The journal Astronomy & Astrophysics is a bit light for May (vol. 698):
Rojas, J. Duprat, J. Dartois, E. et al. Light element isotopic heterogeneities in organic residues that formed by the ion irradiation of ices A34 202451601
Kenworthy, M. A. de Mooij, E. Brandeker, A. et al. Upper limits on CN from exocomets transiting β Pictoris A10 202554073
Christou, A. A. Georgakarakos, N. Marshall-Lee, A. et al. New asteroid clusters and evidence of collisional fragmentation in the L5 Trojan cloud of Mars A42 202553804
Rojas et al. are doing experimental astronomy: trying to simulate, in the lab, processes in space to see if we have a good understanding or not. For the case of organics, bombarded by space radiation, lab work is reasonably close- no brutal pressures or temperatures or other such caveats. In effect, Rojas et al. built a mock comet, like others before them, and now competing with them.
Speaking of comets, we can now study other stars to the level of the disks around them. These circumstellar disks have, in part, formed into comets and asteroids. Of course, we can’t see individual small bodies in other systems- we are speaking in broad terms about the collective belts of bodies. Based on spectroscopy, Kenworthy et al. speak broadly of β Pictoris’ comets.

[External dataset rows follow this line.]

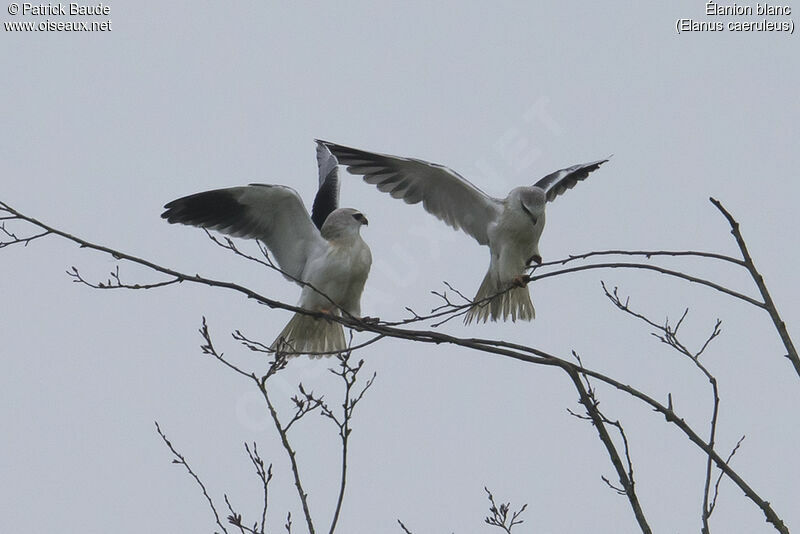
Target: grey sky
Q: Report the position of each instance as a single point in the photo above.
(99, 130)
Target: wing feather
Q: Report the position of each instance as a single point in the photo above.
(556, 183)
(327, 199)
(273, 214)
(443, 192)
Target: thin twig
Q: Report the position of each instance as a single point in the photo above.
(179, 459)
(769, 305)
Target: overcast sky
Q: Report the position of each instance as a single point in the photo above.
(99, 129)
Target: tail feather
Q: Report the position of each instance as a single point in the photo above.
(307, 335)
(514, 303)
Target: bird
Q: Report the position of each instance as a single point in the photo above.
(510, 227)
(323, 253)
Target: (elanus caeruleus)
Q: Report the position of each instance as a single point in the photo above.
(510, 227)
(323, 253)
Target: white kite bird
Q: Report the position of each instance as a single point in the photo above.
(510, 227)
(323, 253)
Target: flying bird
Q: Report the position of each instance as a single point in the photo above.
(510, 227)
(323, 253)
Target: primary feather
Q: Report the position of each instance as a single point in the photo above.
(328, 260)
(510, 227)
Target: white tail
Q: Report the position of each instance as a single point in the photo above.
(305, 334)
(514, 303)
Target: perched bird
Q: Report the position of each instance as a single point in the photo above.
(323, 253)
(510, 227)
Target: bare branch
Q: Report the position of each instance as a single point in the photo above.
(498, 514)
(179, 459)
(769, 305)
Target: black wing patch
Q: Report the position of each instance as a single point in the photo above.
(218, 209)
(556, 183)
(327, 198)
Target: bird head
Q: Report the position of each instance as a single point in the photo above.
(343, 222)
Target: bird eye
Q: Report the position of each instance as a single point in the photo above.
(360, 218)
(526, 210)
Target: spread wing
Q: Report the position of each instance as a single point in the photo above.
(556, 183)
(443, 192)
(327, 198)
(273, 214)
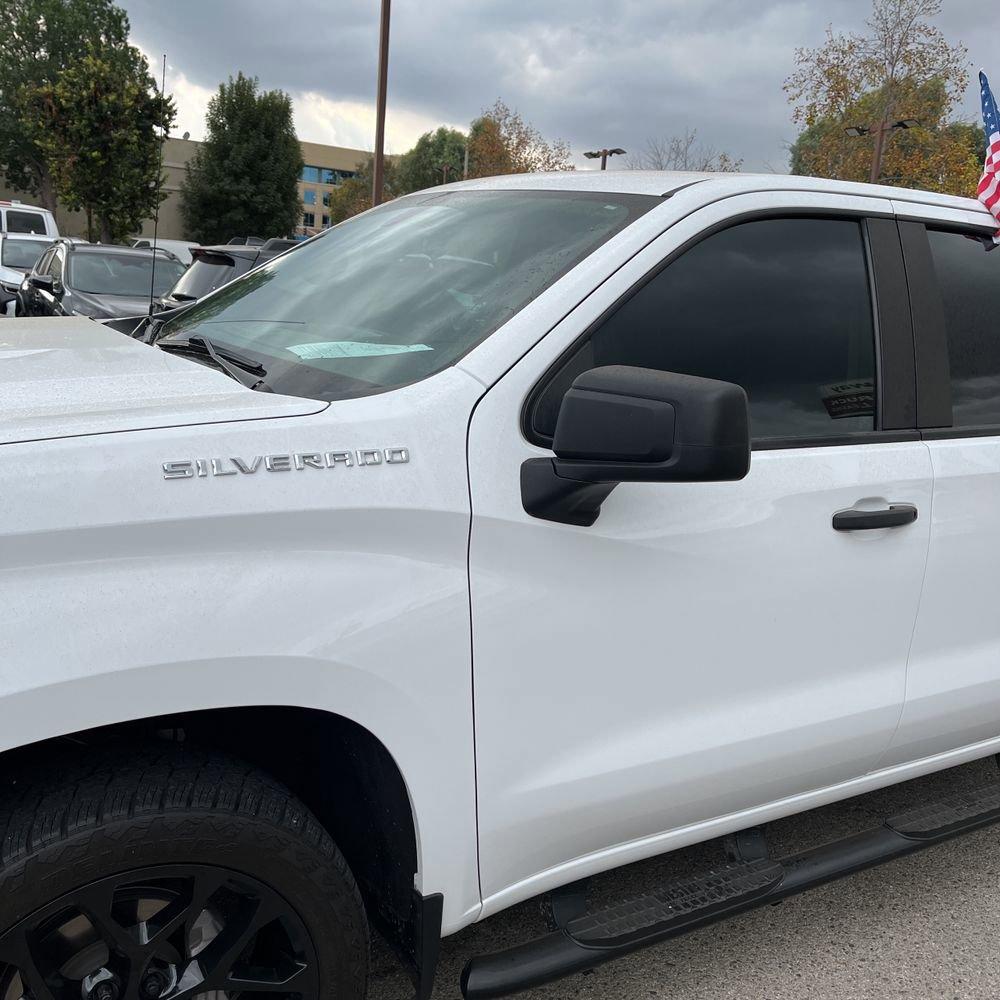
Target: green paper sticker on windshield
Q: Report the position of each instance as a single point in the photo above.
(353, 349)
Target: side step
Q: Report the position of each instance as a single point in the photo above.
(721, 892)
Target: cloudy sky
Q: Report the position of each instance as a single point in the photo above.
(592, 72)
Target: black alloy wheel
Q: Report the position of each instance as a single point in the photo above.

A bit more down-to-Earth: there are partial or thin “belts” of small bodies in commensurate orbits with Earth, Mars, etc. In the case of Mars (near Earth and Jupiter, with their higher masses and gravities), very few such orbits are long-term stable, and nontrivially populated. But two spots, the leading/trailing Trojan (Lagrange) points, have asteroids in them: Trojan asteroids of Mars. As our telescopes get better and better, we can spot more and more small bodies. Christou et al. have spotted such Mars Trojans; we can (they claim) start to say things about them at the level of populations and statistics.